# Not homework, but workwork

#### jriffe

##### New Member
Okay, so I work for a community program. We receive referrals and then attempt to contact clients to participate in our program. We send a couple letters, maybe make a phone call, that sort of thing. The client in question either responds and participates in the program, or does not.

I'm looking at the raw numbers over the course of a year, and my goal is to identify whether or not our processes may be biased against members of various ethnic groups.

I can look at the accept/reject rates as percentages, but that would just be eyeballing the question. It feels kinda like the answer is in confidence intervals, but despite many "events" over the course of a year, I only seem to have 1 data point (the percentage for the year). I could construct a time series, but that doesn't seem like it moves me in the right direction either.

The question I'm trying to answer would be something like this: Out of 2000 people offered the program in 2007, 1000 are Caucasian, 750 are African American, 250 are Asian American. 90% of Caucasians, 85% of African Americans participate and 70% of Asian American participate. For the whole sample, about 86% of people participate. Is the participation rate for Asian Americans significantly lower than the sample mean? Significantly lower than the Caucasian rate? How significant is the difference? Can I draw any sort of conclusion about the population, or only with respect to the sample?

If you can even get me pointed in the right direction, that would be really helpful.

##### New Member
I'm fairly new to stats, but it seems like a Chi-square would be the way to go since you are looking at observed verses expected counts.

#### JohnM

##### TS Contributor
I would agree with the chi-square. Just from a quick look, it appears that Asian-American participation is lower than one would expect......

#### jriffe

##### New Member
it appears that Asian-American participation is lower than one would expect
That was the intention of my entirely manufactured example. My point is to emphasise my uncertainty about how much sample size is affecting things. For example, if there was 1 Martian among the 2000 people, he either participated or did not, giving 100% or 0% participation by Martians. Obviously, we cannot draw a statistically significant conclusion about Martian participation in comparison to the ~86% sample participation rate.

So, I could use a Chi-Squared Test of Goodness of Fit, break the sample down by ethnic group, and use the sample participation rate * the number of clients in each segment to determine the expected value?

So: (856-900)^2/856+(642-638)^2/642+(214-175)^2/214
= 2.262+0.043+7.107
= 9.412

Alpha .05, df = 2, critical value is 5.99

So, we are 95% confident that the three segments do not participate at the same rate.

What other conclusions can I draw from that? The Asian American segment contributes the most to the chi-squared value, which implies that they are the most deviant from the mean, but I could see that by eyeballing the data.

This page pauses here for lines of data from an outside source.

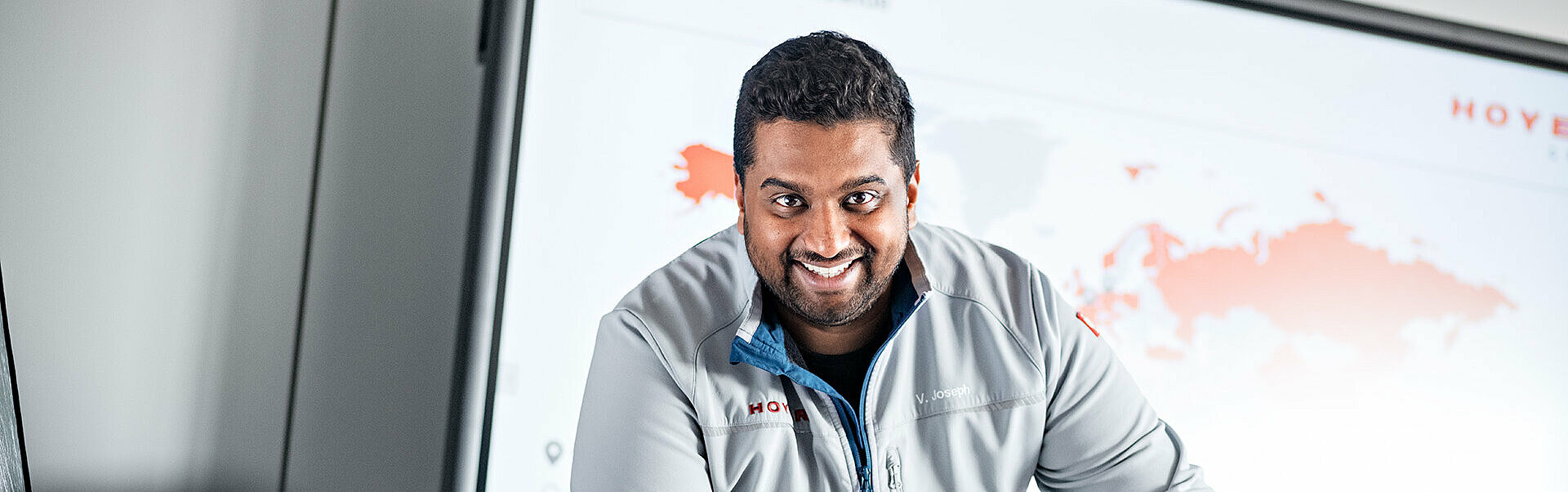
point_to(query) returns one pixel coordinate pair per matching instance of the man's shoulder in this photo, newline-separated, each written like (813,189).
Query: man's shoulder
(961,265)
(700,292)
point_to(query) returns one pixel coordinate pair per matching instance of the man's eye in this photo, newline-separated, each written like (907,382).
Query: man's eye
(789,201)
(860,198)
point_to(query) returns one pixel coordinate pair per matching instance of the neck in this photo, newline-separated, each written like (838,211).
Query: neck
(831,340)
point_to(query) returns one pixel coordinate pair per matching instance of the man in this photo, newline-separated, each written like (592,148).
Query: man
(830,343)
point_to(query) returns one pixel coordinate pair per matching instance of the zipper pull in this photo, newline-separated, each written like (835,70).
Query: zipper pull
(894,471)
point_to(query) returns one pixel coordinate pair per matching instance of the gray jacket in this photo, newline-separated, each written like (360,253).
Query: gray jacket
(985,382)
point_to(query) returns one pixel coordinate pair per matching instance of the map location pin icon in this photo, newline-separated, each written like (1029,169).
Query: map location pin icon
(552,450)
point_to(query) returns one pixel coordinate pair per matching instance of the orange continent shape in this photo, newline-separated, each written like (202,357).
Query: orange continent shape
(1314,280)
(709,172)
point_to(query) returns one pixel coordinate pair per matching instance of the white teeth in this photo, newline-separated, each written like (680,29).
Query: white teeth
(830,273)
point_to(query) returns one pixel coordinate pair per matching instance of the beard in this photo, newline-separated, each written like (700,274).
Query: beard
(822,312)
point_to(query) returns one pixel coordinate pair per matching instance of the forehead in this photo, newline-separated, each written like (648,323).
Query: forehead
(817,155)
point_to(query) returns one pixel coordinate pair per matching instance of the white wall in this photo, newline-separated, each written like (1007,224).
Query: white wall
(154,171)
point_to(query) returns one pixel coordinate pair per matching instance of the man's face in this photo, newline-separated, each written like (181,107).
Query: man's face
(825,215)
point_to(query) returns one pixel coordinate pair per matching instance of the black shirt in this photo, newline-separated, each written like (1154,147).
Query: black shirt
(844,372)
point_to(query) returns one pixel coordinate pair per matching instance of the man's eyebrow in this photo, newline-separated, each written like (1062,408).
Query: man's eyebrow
(862,181)
(782,184)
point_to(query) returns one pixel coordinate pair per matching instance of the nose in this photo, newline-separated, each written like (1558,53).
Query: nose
(826,232)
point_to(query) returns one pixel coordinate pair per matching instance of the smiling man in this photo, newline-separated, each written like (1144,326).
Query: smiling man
(830,342)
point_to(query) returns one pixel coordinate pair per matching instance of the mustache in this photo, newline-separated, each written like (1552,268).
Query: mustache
(808,256)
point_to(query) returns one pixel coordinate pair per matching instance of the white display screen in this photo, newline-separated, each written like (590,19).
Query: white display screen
(1330,259)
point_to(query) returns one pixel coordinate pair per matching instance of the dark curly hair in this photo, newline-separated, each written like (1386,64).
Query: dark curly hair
(825,78)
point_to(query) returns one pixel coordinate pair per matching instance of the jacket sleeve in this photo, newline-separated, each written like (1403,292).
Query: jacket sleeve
(637,430)
(1101,435)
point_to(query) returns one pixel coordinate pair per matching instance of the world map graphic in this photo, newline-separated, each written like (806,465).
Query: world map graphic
(1313,280)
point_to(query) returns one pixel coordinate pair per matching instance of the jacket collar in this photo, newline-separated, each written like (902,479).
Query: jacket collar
(764,343)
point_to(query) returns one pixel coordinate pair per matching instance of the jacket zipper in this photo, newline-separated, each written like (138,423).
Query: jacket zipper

Is there a test I can perform to show how significantly they deviate from the sample? Any other tests that might give me a juicy, useful tidbit of conclusion?

#### JohnM

##### TS Contributor
This comes up a lot. Statistical analysis is strictly a numerical tool to help you discern the "significant" from the background noise - that's it. Sometimes charlatans sell it for more than what it really is. It's really up to the researcher / investigator to find meaning in the numbers and draw conclusions that are relevant to the research question(s).....

#### Xenu

##### New Member
The problem is that differences almost always are statistically significant in large samples even if the practical significance is nonexistent. I prefer making confidence intervals when possible to get an idea of how large the difference is. In this case, I would make simultaneous confidence interval for difference between groups of interest.